Quand l’arthroscopie devient pertinente

La chirurgie est discutée en cas de blocage, de lésion instable, de douleur persistante malgré un traitement bien conduit ou de lésion associée nécessitant un geste, par exemple une reconstruction du ligament croisé antérieur si nécessaire. L’arthroscopie du genou se déroule généralement par de petites incisions, parfois en chirurgie ambulatoire, avec une consultation d’anesthésiste avant l’intervention.

Si le ménisque est réparable, la suture méniscale est privilégiée car elle conserve le tissu. Si la zone est trop abîmée ou non réparable, la méniscectomie partielle retire uniquement le fragment responsable des symptômes. La bonne question n’est donc pas “opérer ou ne pas opérer” de façon abstraite, mais “quelle option protège le mieux le genou tout en traitant la gêne réelle”.

Rééducation, reprise des activités et erreurs à éviter

La récupération dépend du type de lésion, du traitement choisi et de la réponse du genou.
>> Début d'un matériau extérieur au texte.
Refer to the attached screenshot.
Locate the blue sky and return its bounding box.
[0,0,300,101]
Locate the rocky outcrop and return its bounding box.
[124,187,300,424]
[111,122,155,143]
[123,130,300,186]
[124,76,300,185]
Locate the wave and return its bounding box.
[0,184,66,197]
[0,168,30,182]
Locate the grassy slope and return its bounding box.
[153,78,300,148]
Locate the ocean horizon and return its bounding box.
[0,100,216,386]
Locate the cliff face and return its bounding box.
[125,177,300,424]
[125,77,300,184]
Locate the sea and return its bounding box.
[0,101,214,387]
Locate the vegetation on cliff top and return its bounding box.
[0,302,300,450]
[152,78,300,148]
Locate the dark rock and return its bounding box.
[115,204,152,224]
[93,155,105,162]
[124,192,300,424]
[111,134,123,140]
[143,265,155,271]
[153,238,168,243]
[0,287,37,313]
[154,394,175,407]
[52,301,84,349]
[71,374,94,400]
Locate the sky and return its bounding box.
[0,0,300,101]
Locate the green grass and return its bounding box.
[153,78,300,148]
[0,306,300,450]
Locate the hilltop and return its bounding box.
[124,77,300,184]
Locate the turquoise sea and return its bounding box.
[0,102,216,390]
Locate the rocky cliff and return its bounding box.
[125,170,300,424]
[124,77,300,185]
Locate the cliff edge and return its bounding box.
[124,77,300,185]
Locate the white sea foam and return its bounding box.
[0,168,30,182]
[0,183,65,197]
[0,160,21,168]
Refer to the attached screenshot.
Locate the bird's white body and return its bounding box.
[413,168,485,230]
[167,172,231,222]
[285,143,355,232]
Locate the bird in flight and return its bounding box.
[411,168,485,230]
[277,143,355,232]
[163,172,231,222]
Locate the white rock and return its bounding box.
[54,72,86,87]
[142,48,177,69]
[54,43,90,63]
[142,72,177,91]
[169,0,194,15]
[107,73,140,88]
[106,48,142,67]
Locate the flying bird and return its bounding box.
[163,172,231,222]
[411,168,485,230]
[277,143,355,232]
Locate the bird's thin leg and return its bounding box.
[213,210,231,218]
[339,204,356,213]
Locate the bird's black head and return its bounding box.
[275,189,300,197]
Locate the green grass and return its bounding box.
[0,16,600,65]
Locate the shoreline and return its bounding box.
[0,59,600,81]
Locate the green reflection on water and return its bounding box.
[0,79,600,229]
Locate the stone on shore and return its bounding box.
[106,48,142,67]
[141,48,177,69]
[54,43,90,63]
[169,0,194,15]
Après un traitement médical, la reprise se fait au rythme de la douleur, du dégonflement et du retour d’une marche normale. Après chirurgie, les délais varient selon le geste : les suites d’une méniscectomie partielle sont souvent plus rapides que celles d’une suture, qui demande davantage de protection pour laisser au ménisque le temps de cicatriser.

La récupération suit plusieurs temps. La douleur peut baisser vite, alors que la cicatrisation, la force musculaire et la proprioception progressent plus lentement. Reprendre uniquement parce que “ça ne fait presque plus mal” revient à ignorer une partie du problème. Un genou prêt doit être mobile, stable, peu gonflé après l’effort, capable de freiner, pivoter et absorber les contraintes sans réaction le lendemain.

Repères de reprise après traitement

Après certaines interventions, l’arrêt de travail peut être court pour une activité sédentaire, parfois de quelques jours, mais plus long pour un métier physique. Des repères comme 6 semaines, 3 mois, 4 mois ou 6 mois peuvent être évoqués selon le geste, notamment entre méniscectomie partielle et réparation méniscale. Le chirurgien et le kinésithérapeute adaptent ces délais à la lésion, à l’âge, au sport et à la qualité de récupération.

  • Évitez de reprendre la course tant que le genou gonfle après la marche prolongée.
  • Ne forcez pas les flexions profondes si elles déclenchent une douleur de l’interligne articulaire.
  • Reprenez les pivots, changements de direction et sauts en dernier.
  • Consultez de nouveau si un blocage, un épanchement répété ou une instabilité apparaît.

Le bon réflexe face à une fissure méniscale est donc progressif : protéger le genou immédiatement, faire préciser la lésion par un examen médical et une IRM si nécessaire, puis choisir le traitement qui préserve le mieux le ménisque. Cette approche limite l’aggravation, réduit les décisions précipitées et aide à reprendre les activités avec un genou réellement fonctionnel.